Bayu admits that she did not anticipate the public’s ravenous desire for handbags when she launched her business six years ago. Though some trace the birth of the must-have “It” bag, originally a Hermes Birkin design, to the early 1980s, the interest in handbags has escalated during the past decade—partly because of the ubiquitous magazine images of accessory-toting celebrities. Some celebrities have even designed their own bags or partnered with designer brands like Louis Vuitton and Prada.
“Young people identify with celebrity,” says Bayu. “When they see a celebrity carrying a certain bag, it becomes more of a desirable item. Something that’s always been important to us is quality and exclusivity from a design aspect. I think it’s more rewarding to wear a bag that 2,000 [other] people won’t be wearing.”
When she first started, Bayu was sewing and finishing each bag herself and selling them in boutiques in Philadelphia, New York, and California. After a couple of years, demand grew and she began scouring the East Coast for manufacturers who specialized in leather crafts.
“When we go into production, as many as 30 people are working on one handbag,” she explains. “Each person has a specialized skill. One person is cutting; another is stitching; another is installing hardware. It’s a complex process.

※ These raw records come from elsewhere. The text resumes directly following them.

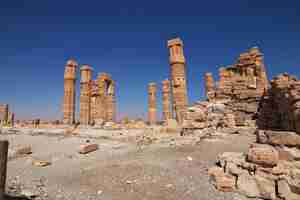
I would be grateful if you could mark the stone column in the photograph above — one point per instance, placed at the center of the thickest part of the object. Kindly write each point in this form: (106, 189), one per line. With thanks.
(166, 100)
(110, 101)
(152, 103)
(209, 86)
(178, 78)
(101, 98)
(94, 95)
(69, 92)
(85, 96)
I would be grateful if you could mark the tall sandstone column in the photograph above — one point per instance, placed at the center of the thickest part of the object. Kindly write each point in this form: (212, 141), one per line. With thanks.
(152, 103)
(85, 96)
(69, 92)
(178, 77)
(110, 101)
(209, 86)
(166, 100)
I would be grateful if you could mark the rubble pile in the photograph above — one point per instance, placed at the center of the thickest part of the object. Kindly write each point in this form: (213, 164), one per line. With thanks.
(238, 94)
(269, 170)
(280, 108)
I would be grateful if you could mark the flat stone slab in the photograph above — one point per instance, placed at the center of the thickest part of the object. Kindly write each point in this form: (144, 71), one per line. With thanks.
(87, 148)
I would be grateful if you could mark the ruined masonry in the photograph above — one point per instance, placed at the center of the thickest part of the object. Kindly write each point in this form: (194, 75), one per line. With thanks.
(69, 92)
(233, 100)
(85, 97)
(152, 103)
(97, 97)
(166, 100)
(178, 78)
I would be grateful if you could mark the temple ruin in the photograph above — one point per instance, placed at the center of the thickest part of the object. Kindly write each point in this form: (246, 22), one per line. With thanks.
(104, 98)
(97, 97)
(152, 110)
(85, 97)
(7, 118)
(166, 100)
(280, 106)
(178, 78)
(236, 97)
(69, 92)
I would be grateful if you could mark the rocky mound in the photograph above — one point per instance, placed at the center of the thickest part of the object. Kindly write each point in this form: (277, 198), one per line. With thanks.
(269, 170)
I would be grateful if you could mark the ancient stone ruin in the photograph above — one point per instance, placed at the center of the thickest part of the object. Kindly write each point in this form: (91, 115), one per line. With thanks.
(69, 92)
(280, 107)
(152, 103)
(174, 91)
(178, 78)
(7, 118)
(235, 98)
(97, 97)
(270, 169)
(167, 114)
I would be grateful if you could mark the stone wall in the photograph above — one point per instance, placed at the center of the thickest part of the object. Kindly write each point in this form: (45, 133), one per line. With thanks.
(238, 91)
(269, 170)
(280, 107)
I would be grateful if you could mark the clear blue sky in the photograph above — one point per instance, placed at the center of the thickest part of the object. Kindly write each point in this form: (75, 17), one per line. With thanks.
(128, 40)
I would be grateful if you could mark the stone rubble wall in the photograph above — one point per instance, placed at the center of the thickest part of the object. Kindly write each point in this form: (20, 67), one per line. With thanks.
(280, 109)
(239, 90)
(269, 170)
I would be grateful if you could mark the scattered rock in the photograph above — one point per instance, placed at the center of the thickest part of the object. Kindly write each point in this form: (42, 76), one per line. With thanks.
(246, 185)
(223, 182)
(23, 150)
(87, 148)
(264, 155)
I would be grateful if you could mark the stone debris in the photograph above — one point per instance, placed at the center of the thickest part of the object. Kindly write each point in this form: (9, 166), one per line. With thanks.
(152, 110)
(41, 163)
(262, 172)
(178, 78)
(235, 100)
(97, 97)
(24, 150)
(87, 148)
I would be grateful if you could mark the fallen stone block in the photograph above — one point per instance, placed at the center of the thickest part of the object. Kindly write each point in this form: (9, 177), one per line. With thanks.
(266, 187)
(87, 148)
(279, 138)
(41, 163)
(23, 150)
(284, 191)
(264, 155)
(247, 186)
(223, 182)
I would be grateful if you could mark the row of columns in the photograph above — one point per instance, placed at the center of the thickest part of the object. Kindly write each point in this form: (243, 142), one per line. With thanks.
(174, 92)
(97, 98)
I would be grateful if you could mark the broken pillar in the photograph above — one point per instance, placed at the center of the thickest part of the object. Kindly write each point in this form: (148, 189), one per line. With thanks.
(178, 78)
(69, 92)
(152, 103)
(166, 100)
(110, 101)
(85, 97)
(4, 114)
(209, 86)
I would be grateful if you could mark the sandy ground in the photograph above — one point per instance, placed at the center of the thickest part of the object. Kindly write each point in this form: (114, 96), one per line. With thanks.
(125, 167)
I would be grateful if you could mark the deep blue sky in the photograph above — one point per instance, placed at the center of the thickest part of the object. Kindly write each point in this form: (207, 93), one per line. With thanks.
(127, 39)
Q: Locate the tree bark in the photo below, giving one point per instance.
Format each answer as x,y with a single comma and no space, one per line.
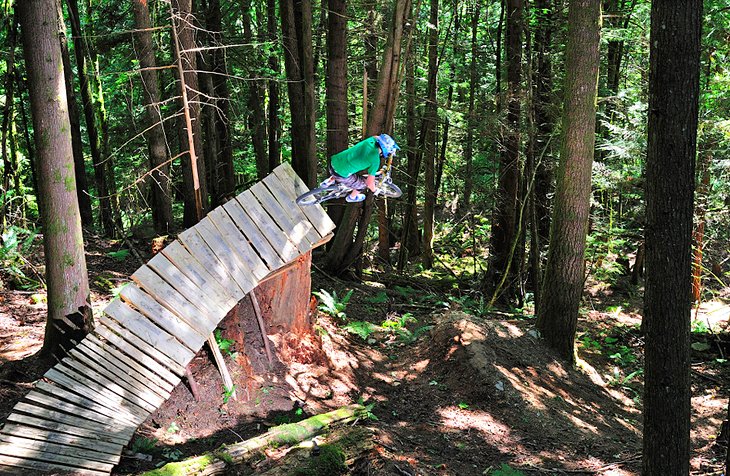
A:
564,274
430,122
155,135
296,24
674,64
69,309
504,231
274,125
183,21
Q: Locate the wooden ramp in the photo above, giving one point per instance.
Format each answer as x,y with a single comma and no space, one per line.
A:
87,407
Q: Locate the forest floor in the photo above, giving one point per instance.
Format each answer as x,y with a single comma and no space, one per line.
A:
456,391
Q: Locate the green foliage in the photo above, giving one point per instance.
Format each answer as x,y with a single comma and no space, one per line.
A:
16,243
332,304
225,345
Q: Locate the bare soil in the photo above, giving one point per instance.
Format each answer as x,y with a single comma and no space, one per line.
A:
454,395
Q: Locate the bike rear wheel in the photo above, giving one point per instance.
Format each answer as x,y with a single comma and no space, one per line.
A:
317,195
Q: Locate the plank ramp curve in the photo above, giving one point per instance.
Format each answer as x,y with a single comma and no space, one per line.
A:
86,408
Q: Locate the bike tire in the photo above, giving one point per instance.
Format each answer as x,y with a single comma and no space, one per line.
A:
390,190
317,195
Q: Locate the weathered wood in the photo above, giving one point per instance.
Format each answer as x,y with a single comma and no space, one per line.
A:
12,429
68,407
238,242
287,200
255,235
201,251
95,393
109,383
182,284
271,231
113,411
140,350
316,214
120,360
9,465
296,232
50,447
282,435
191,267
12,451
175,302
235,266
147,331
78,382
103,367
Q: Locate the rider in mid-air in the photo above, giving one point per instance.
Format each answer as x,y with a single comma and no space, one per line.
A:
365,155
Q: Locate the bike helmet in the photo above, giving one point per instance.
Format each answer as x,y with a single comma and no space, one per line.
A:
387,144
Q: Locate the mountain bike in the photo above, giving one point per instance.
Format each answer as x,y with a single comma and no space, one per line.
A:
384,187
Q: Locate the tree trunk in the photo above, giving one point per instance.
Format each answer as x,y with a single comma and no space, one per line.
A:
564,274
428,133
256,119
674,64
274,125
103,189
159,166
195,191
345,250
82,187
475,10
296,24
69,309
504,231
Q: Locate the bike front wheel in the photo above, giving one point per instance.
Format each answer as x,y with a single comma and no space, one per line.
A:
390,190
317,195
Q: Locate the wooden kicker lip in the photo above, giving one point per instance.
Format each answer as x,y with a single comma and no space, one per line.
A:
90,404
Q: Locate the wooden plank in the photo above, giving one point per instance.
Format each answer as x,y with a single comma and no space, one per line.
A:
238,242
72,408
76,382
254,235
95,394
273,233
316,214
114,413
185,262
147,331
117,358
157,313
95,444
139,350
296,231
236,266
287,199
64,423
202,252
175,302
177,279
10,451
50,447
13,462
102,367
123,389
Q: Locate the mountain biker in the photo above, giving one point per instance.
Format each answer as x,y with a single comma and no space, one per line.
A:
365,155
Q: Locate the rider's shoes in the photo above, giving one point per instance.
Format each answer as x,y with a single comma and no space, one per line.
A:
357,198
327,183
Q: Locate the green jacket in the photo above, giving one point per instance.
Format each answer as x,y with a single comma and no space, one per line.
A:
365,155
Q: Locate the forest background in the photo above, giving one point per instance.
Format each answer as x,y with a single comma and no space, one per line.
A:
472,91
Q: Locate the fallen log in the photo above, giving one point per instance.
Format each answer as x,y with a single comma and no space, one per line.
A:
216,462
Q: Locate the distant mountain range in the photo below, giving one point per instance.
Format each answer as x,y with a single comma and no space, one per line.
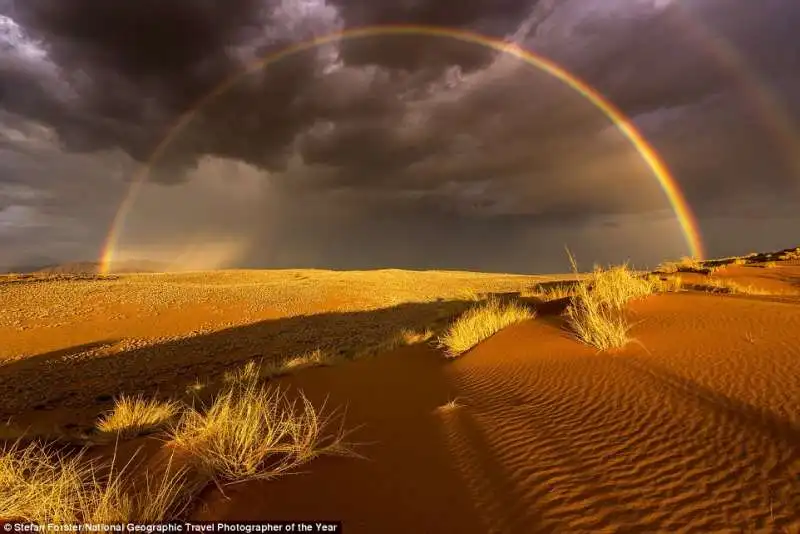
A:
91,267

In a matter of a couple of days, we can produce a few hundred bags.”
So far, she has managed to avoid outsourcing the manufacturing of her goods to China, where labor is inexpensive but the quality is, in her opinion, significantly poorer.

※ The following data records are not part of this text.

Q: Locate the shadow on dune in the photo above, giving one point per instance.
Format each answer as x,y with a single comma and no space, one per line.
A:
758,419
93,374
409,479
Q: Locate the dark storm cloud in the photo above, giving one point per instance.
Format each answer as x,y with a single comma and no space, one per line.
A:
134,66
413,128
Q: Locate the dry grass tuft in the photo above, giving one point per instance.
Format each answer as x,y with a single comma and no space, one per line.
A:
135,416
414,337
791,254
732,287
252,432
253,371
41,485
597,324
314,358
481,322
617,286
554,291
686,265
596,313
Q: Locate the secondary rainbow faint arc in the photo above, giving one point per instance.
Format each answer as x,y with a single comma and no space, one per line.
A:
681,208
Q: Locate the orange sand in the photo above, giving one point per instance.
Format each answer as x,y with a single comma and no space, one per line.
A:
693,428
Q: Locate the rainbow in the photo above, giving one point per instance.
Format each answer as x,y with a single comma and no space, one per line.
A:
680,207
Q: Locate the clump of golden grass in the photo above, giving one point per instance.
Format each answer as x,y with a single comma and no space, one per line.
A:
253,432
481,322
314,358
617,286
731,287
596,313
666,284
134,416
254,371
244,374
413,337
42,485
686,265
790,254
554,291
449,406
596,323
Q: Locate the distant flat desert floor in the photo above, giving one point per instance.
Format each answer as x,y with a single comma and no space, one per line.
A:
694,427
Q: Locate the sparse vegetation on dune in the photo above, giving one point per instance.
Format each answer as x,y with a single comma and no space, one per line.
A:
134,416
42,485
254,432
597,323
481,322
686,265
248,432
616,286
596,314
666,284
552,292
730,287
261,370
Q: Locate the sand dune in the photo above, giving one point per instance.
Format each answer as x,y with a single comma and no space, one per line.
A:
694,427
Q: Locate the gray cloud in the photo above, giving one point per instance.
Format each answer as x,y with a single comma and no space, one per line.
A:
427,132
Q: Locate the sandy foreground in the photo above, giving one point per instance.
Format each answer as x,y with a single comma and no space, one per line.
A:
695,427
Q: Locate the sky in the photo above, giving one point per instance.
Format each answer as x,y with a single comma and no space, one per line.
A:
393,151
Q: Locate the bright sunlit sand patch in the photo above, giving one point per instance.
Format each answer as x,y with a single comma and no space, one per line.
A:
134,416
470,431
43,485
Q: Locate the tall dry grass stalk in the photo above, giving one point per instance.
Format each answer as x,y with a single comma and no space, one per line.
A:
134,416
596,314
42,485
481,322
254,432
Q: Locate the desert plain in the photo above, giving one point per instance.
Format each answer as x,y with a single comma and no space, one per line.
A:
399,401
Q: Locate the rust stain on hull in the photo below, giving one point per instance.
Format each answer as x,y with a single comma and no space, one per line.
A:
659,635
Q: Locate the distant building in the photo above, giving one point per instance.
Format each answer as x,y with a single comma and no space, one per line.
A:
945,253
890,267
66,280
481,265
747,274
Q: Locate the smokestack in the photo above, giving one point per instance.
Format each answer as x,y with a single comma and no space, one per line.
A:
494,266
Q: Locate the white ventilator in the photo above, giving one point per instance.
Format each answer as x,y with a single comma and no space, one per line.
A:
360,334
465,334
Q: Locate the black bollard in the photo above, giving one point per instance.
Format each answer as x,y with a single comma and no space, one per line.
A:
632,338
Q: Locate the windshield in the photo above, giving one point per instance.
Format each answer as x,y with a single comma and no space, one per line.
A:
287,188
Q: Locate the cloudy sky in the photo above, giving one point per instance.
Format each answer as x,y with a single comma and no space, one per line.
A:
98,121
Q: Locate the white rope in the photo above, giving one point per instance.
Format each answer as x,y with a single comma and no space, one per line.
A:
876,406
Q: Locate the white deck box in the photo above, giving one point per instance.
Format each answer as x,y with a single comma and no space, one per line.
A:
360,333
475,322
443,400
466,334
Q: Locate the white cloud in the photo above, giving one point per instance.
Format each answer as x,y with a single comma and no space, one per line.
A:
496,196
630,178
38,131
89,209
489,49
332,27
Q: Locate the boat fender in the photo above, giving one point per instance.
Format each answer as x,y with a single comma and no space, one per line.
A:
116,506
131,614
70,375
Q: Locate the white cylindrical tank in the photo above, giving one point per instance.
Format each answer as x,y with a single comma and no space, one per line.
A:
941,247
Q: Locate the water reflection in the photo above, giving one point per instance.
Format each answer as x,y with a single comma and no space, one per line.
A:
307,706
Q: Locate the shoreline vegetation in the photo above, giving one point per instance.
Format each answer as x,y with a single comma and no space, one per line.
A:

“For us it’s important to maintain the manufacturing locally and keep jobs here in America,” Bayu explains. “It’s a very important thing for me to have the manufacturing stay domestic. There are fewer and fewer people specializing in leatherwork.”
Despite some predictions in the mainstream media that the “It” bag would die with the recession, Bayu’s business (www.elizabethbayu.com) is thriving. Her most popular items are her clutches, those small pouches that carry a woman’s keys, wallet, lip gloss, cell phone or BlackBerry.
“I think everyone in my line of work in the fashion industry has felt the economic downturn,” Bayu says. “People don’t necessarily need handbags; it’s more a desire than a need. While I have a sense that consumers are more cautious, they are still spending money on luxury goods, which is good for us.”